Un autre courrier demande cent fusils pour se défendre
« des vols et des pillages commis presque
journellement ». (A.D. Côtes-d'Armor,
75L4)
Le
dimanche 21 octobre 1798, en pleine jeunesse, Anne Fol meurt à
la Ville Auvé : elle a 18 ans. Son père Claude et son
grand-père Jean Le Provost sont nommés dans l'acte de
décès et de sépulture ainsi que Sylvestre
Monjaret, un voisin de la Ville Auvé. Des quatre enfants de
Claude, un seul survit donc : c'est notre ancêtre Jean Louis.
Mais
Claude doit attendre un peu plus de deux ans pour avoir le bonheur de
voir son fils se marier. Le 8 pluviose an IX (mercredi 28 janvier 1801)
au Foeil, Jean Louis Fol épouse Jeanne Mathurine
Théfo, fille de Charles Marie Théfo et de Magdeleine
Beloeil. Il a 21 ans et elle 23. L'acte de mariage précise que
Jean Louis Fol est fils de Claude Fol demeurant à
Cohiniac et de défunte Françoise Le Provost.
Claude Fol est donc toujours vivant à cette date mais
curieusement son nom n'apparaît pas dans la liste des
témoins : Charles Théfo, 62 ans, père de la
mariée de Linglorec, François Reux et Pierre Bannois,
les
deux de La Micaudière et Jean Le Provost.
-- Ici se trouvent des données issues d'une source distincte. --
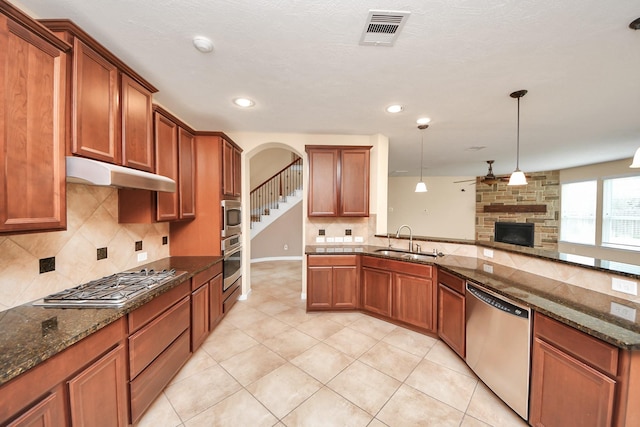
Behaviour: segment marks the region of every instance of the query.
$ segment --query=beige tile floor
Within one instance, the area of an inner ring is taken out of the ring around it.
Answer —
[[[138,426],[526,426],[447,345],[361,313],[306,313],[301,262],[238,302]]]

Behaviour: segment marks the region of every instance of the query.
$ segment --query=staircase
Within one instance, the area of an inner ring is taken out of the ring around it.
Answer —
[[[302,158],[298,157],[251,191],[251,238],[302,201]]]

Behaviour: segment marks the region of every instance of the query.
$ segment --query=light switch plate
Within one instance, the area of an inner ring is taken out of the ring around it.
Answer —
[[[351,236],[344,236],[344,242],[345,242],[345,243],[351,243],[351,242],[353,242],[353,237],[351,237]]]
[[[327,237],[327,243],[333,243],[335,239],[333,237]]]
[[[146,261],[146,260],[147,260],[147,253],[146,252],[140,252],[138,254],[138,262]]]
[[[491,249],[485,249],[482,253],[487,258],[493,258],[493,251]]]
[[[611,289],[618,292],[624,292],[629,295],[638,295],[638,282],[612,277]]]
[[[611,301],[611,314],[630,322],[636,321],[636,309]]]
[[[364,237],[362,237],[362,236],[356,236],[356,237],[355,237],[355,242],[356,242],[356,243],[363,243],[363,242],[364,242]]]
[[[483,264],[482,269],[489,274],[493,274],[493,266],[489,264]]]
[[[336,237],[334,237],[333,239],[334,239],[334,241],[335,241],[336,243],[342,243],[342,242],[344,242],[344,237],[342,237],[342,236],[336,236]]]
[[[324,236],[316,236],[316,243],[324,243]]]

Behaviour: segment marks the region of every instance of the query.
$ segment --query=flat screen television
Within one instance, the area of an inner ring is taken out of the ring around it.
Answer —
[[[529,222],[496,222],[493,240],[533,247],[535,224]]]

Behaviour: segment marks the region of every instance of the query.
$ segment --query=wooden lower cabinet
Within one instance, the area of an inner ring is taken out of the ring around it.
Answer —
[[[40,401],[13,420],[7,427],[57,427],[66,424],[63,385],[47,393]]]
[[[535,313],[531,363],[531,425],[613,425],[616,347]]]
[[[433,281],[395,273],[393,318],[427,330],[435,330]]]
[[[124,344],[69,381],[69,405],[74,426],[102,426],[105,420],[113,426],[129,424]]]
[[[191,282],[191,351],[222,319],[222,263],[196,274]]]
[[[391,317],[392,274],[387,271],[362,268],[362,308]]]
[[[465,281],[438,270],[438,336],[458,356],[466,356]]]
[[[191,293],[191,351],[209,334],[209,282]]]
[[[356,255],[309,255],[307,310],[358,308],[358,270]]]

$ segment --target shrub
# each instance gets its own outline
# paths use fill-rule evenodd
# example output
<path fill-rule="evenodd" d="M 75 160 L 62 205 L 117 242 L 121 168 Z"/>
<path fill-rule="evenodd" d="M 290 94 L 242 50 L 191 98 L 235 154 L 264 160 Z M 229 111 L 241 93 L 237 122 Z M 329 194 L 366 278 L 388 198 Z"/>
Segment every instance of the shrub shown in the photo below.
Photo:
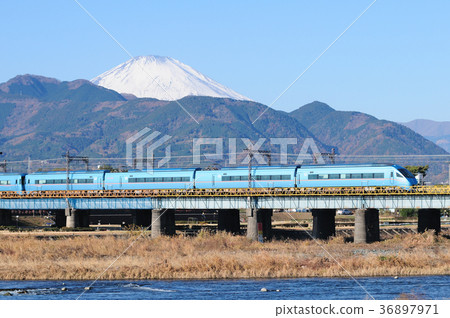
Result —
<path fill-rule="evenodd" d="M 402 218 L 410 218 L 417 216 L 417 209 L 400 209 L 399 210 L 400 216 Z"/>

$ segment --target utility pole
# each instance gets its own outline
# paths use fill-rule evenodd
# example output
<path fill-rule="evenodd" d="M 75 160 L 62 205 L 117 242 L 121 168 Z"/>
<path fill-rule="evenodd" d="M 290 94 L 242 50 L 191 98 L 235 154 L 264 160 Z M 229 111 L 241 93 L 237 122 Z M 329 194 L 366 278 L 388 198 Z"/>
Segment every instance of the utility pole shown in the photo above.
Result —
<path fill-rule="evenodd" d="M 72 161 L 83 161 L 86 164 L 86 170 L 89 170 L 89 158 L 88 157 L 71 156 L 69 150 L 67 150 L 66 154 L 63 157 L 66 158 L 66 184 L 67 184 L 67 191 L 69 191 L 69 185 L 70 185 L 70 178 L 69 178 L 70 163 Z"/>
<path fill-rule="evenodd" d="M 255 155 L 263 155 L 268 158 L 269 165 L 271 163 L 271 153 L 267 150 L 254 150 L 252 147 L 245 148 L 245 152 L 248 153 L 248 189 L 252 188 L 252 160 Z M 261 211 L 256 209 L 254 202 L 252 202 L 252 194 L 249 191 L 247 197 L 247 237 L 254 241 L 263 241 L 263 223 L 258 222 L 258 215 Z"/>
<path fill-rule="evenodd" d="M 269 166 L 271 165 L 271 158 L 272 155 L 270 153 L 270 151 L 268 150 L 253 150 L 252 148 L 245 148 L 244 149 L 245 152 L 247 152 L 248 156 L 249 156 L 249 160 L 248 160 L 248 188 L 250 189 L 252 187 L 252 160 L 253 157 L 256 155 L 263 155 L 264 157 L 267 158 Z"/>

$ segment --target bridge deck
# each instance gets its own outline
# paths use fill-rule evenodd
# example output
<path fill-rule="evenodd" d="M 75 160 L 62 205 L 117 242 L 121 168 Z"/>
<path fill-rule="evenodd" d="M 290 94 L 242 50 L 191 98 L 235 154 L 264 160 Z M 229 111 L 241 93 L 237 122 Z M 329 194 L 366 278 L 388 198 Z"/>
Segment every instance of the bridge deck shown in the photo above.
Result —
<path fill-rule="evenodd" d="M 181 197 L 315 197 L 315 196 L 447 196 L 450 186 L 330 187 L 330 188 L 242 188 L 35 191 L 18 194 L 0 192 L 0 199 L 43 198 L 181 198 Z"/>

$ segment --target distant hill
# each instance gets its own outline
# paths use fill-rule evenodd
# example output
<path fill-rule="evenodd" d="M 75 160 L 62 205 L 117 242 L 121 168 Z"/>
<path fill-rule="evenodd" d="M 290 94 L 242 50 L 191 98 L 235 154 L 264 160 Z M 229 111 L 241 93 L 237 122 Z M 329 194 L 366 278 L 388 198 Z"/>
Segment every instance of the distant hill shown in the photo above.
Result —
<path fill-rule="evenodd" d="M 290 113 L 323 143 L 336 145 L 341 154 L 445 154 L 445 150 L 411 129 L 371 115 L 336 111 L 313 102 Z"/>
<path fill-rule="evenodd" d="M 418 134 L 433 141 L 438 146 L 450 152 L 450 121 L 433 121 L 416 119 L 402 125 L 411 128 Z"/>

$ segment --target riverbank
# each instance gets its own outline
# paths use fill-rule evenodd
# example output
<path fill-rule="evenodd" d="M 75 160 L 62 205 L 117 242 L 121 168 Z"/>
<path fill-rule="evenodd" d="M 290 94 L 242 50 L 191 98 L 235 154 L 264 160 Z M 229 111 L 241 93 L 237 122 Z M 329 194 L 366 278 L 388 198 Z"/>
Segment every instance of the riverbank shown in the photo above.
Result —
<path fill-rule="evenodd" d="M 132 232 L 97 237 L 0 234 L 0 280 L 450 274 L 448 235 L 405 234 L 372 244 L 346 243 L 343 237 L 335 237 L 319 241 L 321 245 L 312 240 L 258 243 L 242 236 L 205 232 L 190 238 L 137 237 Z"/>

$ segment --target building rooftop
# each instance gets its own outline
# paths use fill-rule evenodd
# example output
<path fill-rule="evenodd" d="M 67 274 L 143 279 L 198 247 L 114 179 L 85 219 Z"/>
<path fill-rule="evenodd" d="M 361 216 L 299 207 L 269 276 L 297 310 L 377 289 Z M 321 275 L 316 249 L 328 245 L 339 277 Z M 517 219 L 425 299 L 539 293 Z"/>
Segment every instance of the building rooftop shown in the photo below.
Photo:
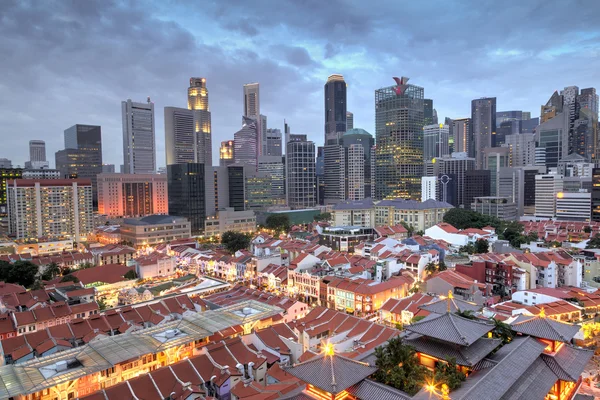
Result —
<path fill-rule="evenodd" d="M 470 346 L 494 329 L 494 325 L 447 312 L 430 314 L 421 321 L 407 325 L 405 329 L 444 342 Z"/>
<path fill-rule="evenodd" d="M 454 208 L 452 204 L 445 201 L 428 199 L 425 201 L 391 199 L 382 200 L 376 204 L 377 207 L 395 207 L 402 210 L 429 210 L 432 208 Z"/>
<path fill-rule="evenodd" d="M 520 314 L 510 323 L 513 331 L 542 339 L 570 342 L 579 332 L 579 325 L 559 322 L 545 315 L 528 316 Z"/>
<path fill-rule="evenodd" d="M 367 197 L 362 200 L 346 200 L 336 203 L 334 210 L 366 210 L 373 208 L 373 199 Z"/>
<path fill-rule="evenodd" d="M 161 225 L 174 224 L 176 222 L 187 221 L 185 217 L 176 217 L 173 215 L 148 215 L 140 219 L 125 218 L 123 225 Z"/>

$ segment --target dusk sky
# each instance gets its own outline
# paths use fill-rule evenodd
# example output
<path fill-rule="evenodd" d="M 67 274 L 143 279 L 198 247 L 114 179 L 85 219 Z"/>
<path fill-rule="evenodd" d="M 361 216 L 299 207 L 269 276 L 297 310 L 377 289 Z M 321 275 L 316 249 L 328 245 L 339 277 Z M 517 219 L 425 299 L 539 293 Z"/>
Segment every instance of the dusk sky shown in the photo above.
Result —
<path fill-rule="evenodd" d="M 531 111 L 554 90 L 600 88 L 600 1 L 0 1 L 0 157 L 23 165 L 28 142 L 64 147 L 76 123 L 102 126 L 104 163 L 122 159 L 121 101 L 186 106 L 205 77 L 213 154 L 241 126 L 242 86 L 259 82 L 268 127 L 323 143 L 323 85 L 348 83 L 355 127 L 375 133 L 374 90 L 410 77 L 441 121 L 471 100 Z"/>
Tous sont
cultivateurs au Foeil. Jean Le Provost est le grand-père
maternel du jeune marié.
Pour quelle raison Claude
Fol, qui a
alors 56 ans, n'est-il pas présent au mariage de son fils ?
Est-ce son état de santé qui l'en empêche ?
Nous
n'avons pas actuellement de réponse à cette question.
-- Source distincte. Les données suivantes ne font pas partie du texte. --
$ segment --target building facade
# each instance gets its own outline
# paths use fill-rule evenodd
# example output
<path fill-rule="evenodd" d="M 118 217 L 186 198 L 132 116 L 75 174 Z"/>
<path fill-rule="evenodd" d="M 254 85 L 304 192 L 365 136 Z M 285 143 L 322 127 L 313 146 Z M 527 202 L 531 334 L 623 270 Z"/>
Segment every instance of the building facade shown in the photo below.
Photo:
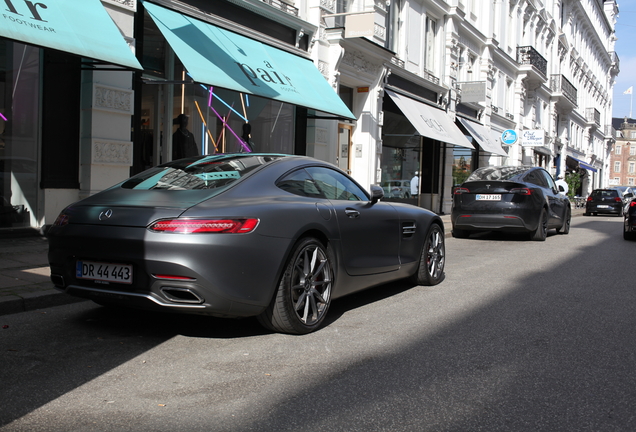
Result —
<path fill-rule="evenodd" d="M 0 230 L 191 154 L 313 156 L 441 214 L 481 166 L 611 177 L 614 0 L 5 3 Z"/>
<path fill-rule="evenodd" d="M 636 121 L 614 119 L 616 142 L 610 153 L 609 186 L 636 186 Z"/>

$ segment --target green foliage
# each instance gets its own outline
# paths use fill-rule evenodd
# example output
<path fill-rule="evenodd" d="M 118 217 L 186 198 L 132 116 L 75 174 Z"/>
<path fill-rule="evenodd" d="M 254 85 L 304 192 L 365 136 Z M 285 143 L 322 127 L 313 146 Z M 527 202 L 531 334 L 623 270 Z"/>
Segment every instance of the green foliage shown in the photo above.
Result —
<path fill-rule="evenodd" d="M 568 196 L 573 197 L 576 191 L 581 186 L 581 174 L 579 173 L 566 173 L 565 182 L 568 184 Z"/>

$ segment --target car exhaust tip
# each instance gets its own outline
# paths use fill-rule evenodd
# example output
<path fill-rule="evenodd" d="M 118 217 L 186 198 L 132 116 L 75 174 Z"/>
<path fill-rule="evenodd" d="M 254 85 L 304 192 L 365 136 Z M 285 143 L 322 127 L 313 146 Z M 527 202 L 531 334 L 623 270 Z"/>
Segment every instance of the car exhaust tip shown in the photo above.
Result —
<path fill-rule="evenodd" d="M 162 287 L 161 293 L 173 303 L 203 303 L 203 299 L 189 288 Z"/>
<path fill-rule="evenodd" d="M 52 274 L 51 282 L 53 282 L 53 285 L 55 285 L 56 287 L 59 287 L 59 288 L 66 287 L 66 283 L 64 283 L 64 276 L 62 275 Z"/>

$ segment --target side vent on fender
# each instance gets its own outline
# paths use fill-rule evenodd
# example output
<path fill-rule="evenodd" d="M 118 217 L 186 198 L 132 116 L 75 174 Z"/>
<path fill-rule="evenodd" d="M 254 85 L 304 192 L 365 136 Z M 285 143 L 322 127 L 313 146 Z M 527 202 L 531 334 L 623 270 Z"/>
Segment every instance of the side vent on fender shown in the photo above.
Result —
<path fill-rule="evenodd" d="M 417 225 L 415 222 L 402 222 L 402 237 L 409 238 L 413 237 L 415 234 L 415 230 L 417 229 Z"/>

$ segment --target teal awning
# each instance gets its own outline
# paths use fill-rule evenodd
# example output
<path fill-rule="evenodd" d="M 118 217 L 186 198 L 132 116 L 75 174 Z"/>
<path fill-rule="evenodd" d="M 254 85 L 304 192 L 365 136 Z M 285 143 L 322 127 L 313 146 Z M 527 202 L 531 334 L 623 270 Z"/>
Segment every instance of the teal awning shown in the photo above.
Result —
<path fill-rule="evenodd" d="M 0 37 L 142 69 L 100 0 L 5 3 Z"/>
<path fill-rule="evenodd" d="M 194 81 L 355 119 L 310 60 L 143 4 Z"/>

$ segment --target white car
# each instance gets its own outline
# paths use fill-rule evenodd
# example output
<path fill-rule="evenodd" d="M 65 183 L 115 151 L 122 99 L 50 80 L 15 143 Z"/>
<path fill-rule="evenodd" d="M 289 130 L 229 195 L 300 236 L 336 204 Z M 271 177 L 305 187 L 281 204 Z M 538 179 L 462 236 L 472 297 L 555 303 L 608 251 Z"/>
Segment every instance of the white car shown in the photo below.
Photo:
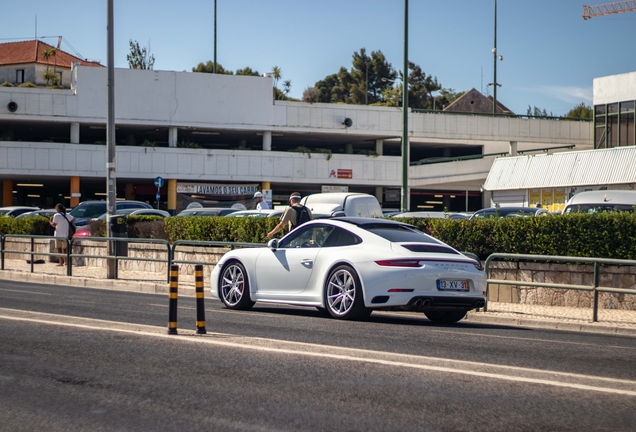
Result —
<path fill-rule="evenodd" d="M 230 251 L 210 281 L 230 309 L 285 303 L 338 319 L 402 310 L 454 323 L 486 300 L 479 261 L 411 225 L 373 218 L 316 219 L 267 248 Z"/>

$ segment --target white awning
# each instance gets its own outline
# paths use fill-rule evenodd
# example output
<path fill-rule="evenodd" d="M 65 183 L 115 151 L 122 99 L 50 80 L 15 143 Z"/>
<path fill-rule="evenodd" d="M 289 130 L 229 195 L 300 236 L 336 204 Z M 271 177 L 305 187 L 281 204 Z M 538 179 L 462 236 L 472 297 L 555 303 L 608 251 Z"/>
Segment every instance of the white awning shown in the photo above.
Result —
<path fill-rule="evenodd" d="M 636 146 L 495 159 L 484 190 L 636 183 Z"/>

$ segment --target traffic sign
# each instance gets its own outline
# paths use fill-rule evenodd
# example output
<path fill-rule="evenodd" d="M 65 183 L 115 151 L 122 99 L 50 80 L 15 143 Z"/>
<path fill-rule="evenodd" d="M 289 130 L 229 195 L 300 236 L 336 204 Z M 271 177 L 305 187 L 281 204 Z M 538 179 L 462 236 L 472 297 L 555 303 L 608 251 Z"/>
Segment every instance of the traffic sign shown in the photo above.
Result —
<path fill-rule="evenodd" d="M 161 201 L 161 193 L 159 191 L 157 191 L 157 195 L 155 195 L 155 201 L 156 202 Z"/>
<path fill-rule="evenodd" d="M 163 187 L 165 181 L 163 180 L 163 178 L 161 177 L 157 177 L 155 178 L 155 186 L 157 186 L 158 188 Z"/>

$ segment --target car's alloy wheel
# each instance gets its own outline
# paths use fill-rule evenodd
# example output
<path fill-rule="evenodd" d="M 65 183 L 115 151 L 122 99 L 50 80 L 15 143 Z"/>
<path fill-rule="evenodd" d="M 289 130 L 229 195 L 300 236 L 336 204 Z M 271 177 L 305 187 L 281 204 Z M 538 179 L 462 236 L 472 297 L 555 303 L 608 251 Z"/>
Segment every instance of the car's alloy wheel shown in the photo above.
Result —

Mais, bien que nous n'ayons pas découvert son acte de
décès, nous pouvons penser que Claude Fol meurt en
1801
ou au début de1802 à environ 58 ans.
La
mort
continue de frapper cette même année : Le 24 mai,
Jeanne
Madeleine, le premier enfant de Jean Louis, meurt à moins d'un
an. Le 21 septembre, c'est Jeanne Mathurine Théfo, son
épouse qui décède à l'âge
de 24 ans.
Le 27 frimaire an XI (18 décembre 1802), Jean Le Provost meurt
à la Ville Auvé.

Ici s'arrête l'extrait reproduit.